Crossposted from the AI Alignment Forum. May contain more technical jargon than usual.

Most of my programmer friends believe that Language Models trained on code will not affect their day job anytime soon. In this post, I make the case that 1) code generation is already useful (assuming minimal prompt engineering skills) 2) even if you do not believe in 1), code generation will increase programmers' throughput way sooner than it will fully automate them.

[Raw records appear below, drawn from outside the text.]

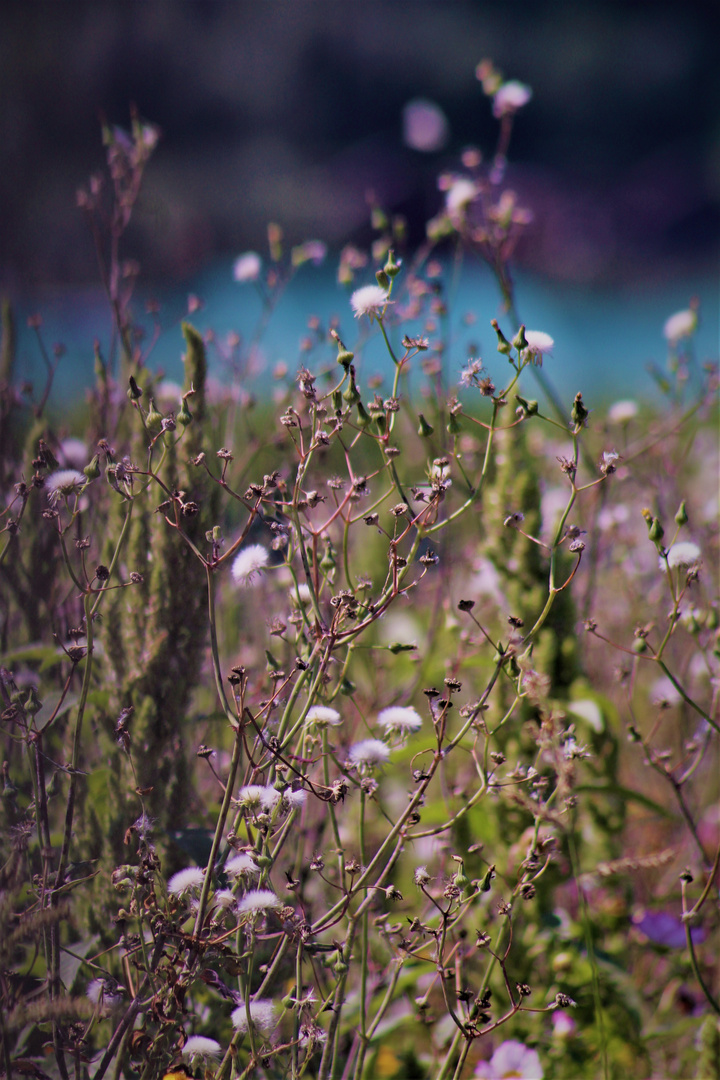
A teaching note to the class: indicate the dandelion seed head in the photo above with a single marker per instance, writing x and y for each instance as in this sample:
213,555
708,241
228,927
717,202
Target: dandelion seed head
200,1045
247,267
65,482
369,300
368,753
248,563
262,1016
398,719
258,901
241,865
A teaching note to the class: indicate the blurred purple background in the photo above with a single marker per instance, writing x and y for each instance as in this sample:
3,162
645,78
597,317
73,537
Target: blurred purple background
289,110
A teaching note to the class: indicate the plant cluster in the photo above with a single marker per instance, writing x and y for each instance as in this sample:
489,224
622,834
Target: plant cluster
367,728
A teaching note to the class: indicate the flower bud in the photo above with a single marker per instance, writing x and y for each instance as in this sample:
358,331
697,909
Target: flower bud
424,429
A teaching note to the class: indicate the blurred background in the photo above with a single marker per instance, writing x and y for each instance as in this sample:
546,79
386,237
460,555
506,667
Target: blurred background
291,110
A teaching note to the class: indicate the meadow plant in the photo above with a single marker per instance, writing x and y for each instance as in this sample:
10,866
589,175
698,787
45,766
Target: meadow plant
367,728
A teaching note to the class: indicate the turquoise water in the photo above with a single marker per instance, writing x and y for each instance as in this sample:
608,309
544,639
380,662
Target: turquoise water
603,339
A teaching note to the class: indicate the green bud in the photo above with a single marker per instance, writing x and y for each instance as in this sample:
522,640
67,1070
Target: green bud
529,408
153,419
392,268
519,341
185,416
655,531
134,392
424,429
453,424
363,415
93,470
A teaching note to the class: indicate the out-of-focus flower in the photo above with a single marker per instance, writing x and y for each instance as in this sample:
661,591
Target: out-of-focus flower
199,1045
622,412
665,929
257,901
369,300
247,267
539,345
424,125
399,720
65,482
323,716
248,563
262,1016
368,753
187,880
241,865
511,1058
684,553
511,97
680,325
459,196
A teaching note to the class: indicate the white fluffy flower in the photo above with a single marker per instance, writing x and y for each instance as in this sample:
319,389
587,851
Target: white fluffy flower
679,325
249,562
539,345
323,716
459,196
262,1016
369,300
187,880
240,865
257,901
511,1058
247,267
622,412
511,97
399,720
65,482
368,753
258,797
684,553
200,1045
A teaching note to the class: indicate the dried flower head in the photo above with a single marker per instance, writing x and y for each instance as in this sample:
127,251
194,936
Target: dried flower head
248,563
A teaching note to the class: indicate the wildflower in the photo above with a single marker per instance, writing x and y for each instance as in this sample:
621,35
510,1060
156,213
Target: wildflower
679,325
249,562
685,553
258,797
323,716
258,901
511,97
247,267
511,1058
64,483
199,1045
368,753
460,194
187,880
370,300
262,1016
539,345
240,865
622,412
399,720
424,125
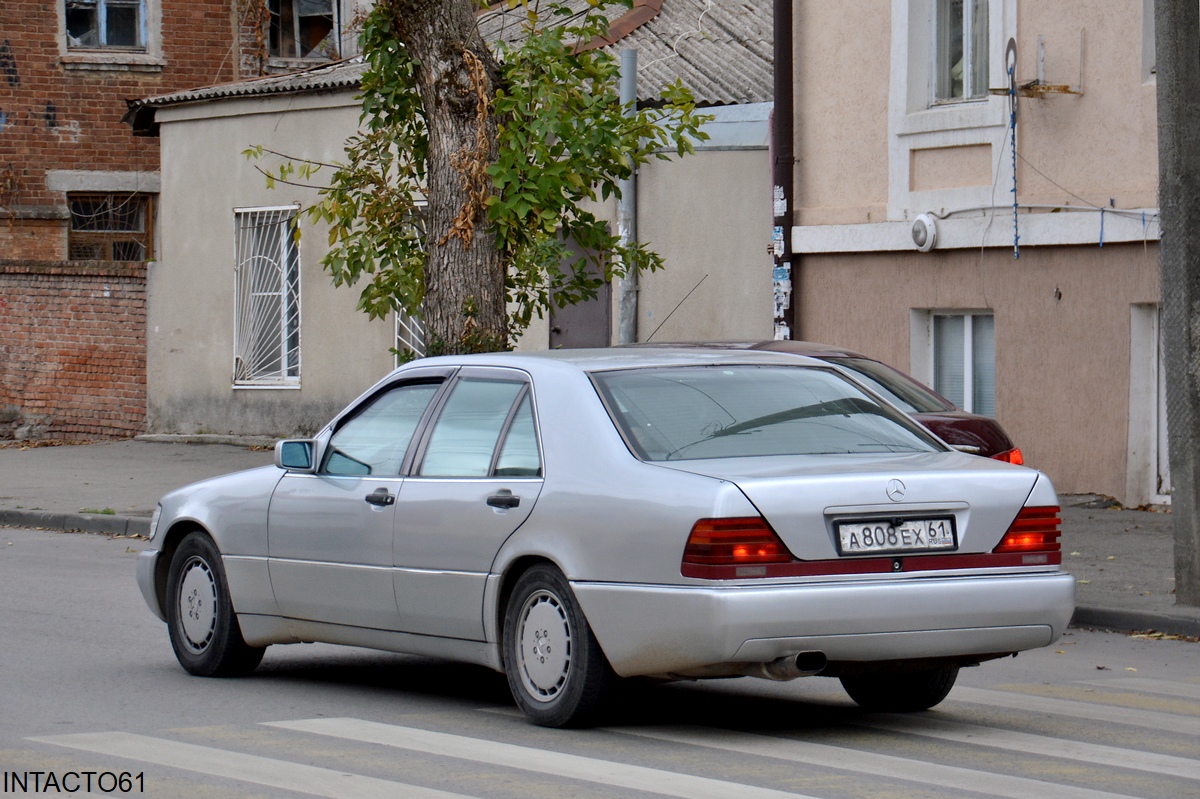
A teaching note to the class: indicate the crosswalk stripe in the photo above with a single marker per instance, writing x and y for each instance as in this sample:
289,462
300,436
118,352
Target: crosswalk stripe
1045,745
575,767
863,762
1027,703
1176,690
246,768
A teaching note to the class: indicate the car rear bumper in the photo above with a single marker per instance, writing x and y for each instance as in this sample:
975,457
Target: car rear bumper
148,564
661,629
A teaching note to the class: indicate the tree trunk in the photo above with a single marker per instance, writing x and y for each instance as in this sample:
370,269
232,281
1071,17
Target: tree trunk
1176,32
456,76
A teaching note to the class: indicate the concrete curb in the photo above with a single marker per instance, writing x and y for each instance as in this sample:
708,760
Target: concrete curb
101,523
209,438
1123,620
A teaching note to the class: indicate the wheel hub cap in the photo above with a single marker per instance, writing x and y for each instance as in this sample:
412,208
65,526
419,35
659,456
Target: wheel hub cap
545,646
197,605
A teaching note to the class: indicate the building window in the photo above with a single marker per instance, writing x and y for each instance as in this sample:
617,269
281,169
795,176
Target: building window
267,313
101,24
960,46
111,227
303,29
965,360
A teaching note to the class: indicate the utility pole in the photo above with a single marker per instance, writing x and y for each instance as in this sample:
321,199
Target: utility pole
1177,64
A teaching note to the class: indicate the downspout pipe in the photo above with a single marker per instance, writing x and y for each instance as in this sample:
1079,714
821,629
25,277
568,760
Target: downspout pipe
627,211
783,149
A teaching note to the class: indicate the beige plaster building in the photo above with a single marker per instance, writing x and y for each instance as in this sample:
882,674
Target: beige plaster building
905,137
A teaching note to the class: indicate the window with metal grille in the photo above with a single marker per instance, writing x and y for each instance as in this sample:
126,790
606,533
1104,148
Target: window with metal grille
101,24
303,29
111,227
267,312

Language Models trained on Code do not bring us closer to Full Code Automation

This misconception comes from thinking linearly instead of exponentially. Language models are good enough at generating code to make the very engineers building such models slightly more productive, for instance when dealing with a new API. In other words, the returns (aka the improvements in the algorithm) from investing more resources in code generation directly helps (with better developer tools) create a better code-generating algorithm.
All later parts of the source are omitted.